In Australia infatti, è assolutamente vietato introdurre animali che non siano stati dichiarati e quindi sottoposti a un periodo di quarantena di almeno 10 giorni. Così, il ministro all’agricoltura Barnaby Jones ha fatto arrivare a Johnny Depp e alla moglie Amber Heard una nota di avviso che se non avessero riportato i due cani in california entro 72 ore, sarebbe stato costretto a farli sopprimere.

La legge parla chiaro e vale anche per una star come Johnny Deep. Fox News ha riportato le parole che il ministro ha detto in un notiziario locale.

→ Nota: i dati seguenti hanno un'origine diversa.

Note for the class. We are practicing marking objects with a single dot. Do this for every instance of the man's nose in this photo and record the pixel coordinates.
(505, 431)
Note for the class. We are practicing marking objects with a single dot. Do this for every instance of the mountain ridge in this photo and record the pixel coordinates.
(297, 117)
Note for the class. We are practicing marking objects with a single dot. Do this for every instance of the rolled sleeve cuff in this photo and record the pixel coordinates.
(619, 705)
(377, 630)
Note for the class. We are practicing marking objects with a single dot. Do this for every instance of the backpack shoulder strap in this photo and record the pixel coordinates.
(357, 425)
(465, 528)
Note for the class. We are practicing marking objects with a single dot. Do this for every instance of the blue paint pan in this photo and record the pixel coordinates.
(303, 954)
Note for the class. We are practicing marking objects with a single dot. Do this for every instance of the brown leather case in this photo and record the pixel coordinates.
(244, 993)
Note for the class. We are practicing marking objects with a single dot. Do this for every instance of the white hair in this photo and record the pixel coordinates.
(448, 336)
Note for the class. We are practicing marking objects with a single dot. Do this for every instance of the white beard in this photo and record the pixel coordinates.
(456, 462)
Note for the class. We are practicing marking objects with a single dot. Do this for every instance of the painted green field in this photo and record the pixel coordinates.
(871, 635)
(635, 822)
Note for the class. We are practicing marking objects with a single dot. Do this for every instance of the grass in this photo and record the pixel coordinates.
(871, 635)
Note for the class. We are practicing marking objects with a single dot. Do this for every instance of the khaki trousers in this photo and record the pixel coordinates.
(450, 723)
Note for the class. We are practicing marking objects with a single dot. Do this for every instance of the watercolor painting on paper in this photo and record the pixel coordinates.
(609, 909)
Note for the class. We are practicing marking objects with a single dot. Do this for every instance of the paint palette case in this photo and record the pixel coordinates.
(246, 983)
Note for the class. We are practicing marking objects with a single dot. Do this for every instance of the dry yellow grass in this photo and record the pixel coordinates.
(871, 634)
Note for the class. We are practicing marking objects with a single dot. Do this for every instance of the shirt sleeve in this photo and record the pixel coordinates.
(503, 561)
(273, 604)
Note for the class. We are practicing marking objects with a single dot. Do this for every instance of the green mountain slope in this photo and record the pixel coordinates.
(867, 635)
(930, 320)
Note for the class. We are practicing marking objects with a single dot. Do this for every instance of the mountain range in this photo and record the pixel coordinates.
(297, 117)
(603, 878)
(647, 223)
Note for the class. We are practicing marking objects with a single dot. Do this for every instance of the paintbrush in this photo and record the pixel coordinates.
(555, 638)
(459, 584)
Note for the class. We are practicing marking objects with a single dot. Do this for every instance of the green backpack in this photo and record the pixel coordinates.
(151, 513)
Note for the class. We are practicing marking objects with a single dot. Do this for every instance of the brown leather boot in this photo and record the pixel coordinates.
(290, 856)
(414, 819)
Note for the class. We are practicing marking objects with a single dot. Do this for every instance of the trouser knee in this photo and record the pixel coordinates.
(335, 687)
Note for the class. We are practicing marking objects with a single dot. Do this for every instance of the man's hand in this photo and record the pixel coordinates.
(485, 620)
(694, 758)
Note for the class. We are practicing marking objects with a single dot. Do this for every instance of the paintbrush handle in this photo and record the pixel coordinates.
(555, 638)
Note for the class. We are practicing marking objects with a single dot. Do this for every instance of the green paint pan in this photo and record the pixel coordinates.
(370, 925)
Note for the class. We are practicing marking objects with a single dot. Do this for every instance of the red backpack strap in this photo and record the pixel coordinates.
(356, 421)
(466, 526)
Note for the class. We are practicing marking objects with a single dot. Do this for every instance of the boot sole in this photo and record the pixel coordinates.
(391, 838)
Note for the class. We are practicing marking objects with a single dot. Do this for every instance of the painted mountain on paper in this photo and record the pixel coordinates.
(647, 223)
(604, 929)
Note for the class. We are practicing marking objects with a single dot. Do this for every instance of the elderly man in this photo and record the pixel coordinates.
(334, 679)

“Solo perché è Johnny Depp non significa che sia esonerato dal rispetto delle leggi australiane. Il processo per far entrare gli animali è semplice: si ottiene un permesso, li si porta in quarantena e poi sono liberi. Se si inizia a fare eccezioni per le stelle del cinema, anche fossero gli uomini più sexy al mondo, allora perché non dovremmo chiudere un occhio per tutti? Il signor Depp ha due scelte. O riporta i suoi cani in California o dovremo praticare l’eutanasia. Se la gente pensa che sia una decisione dura, allora vi dirò che cosa è davvero duro: lo è se abbassiamo la guardia e se la rabbia arrivasse nel nostro continente”.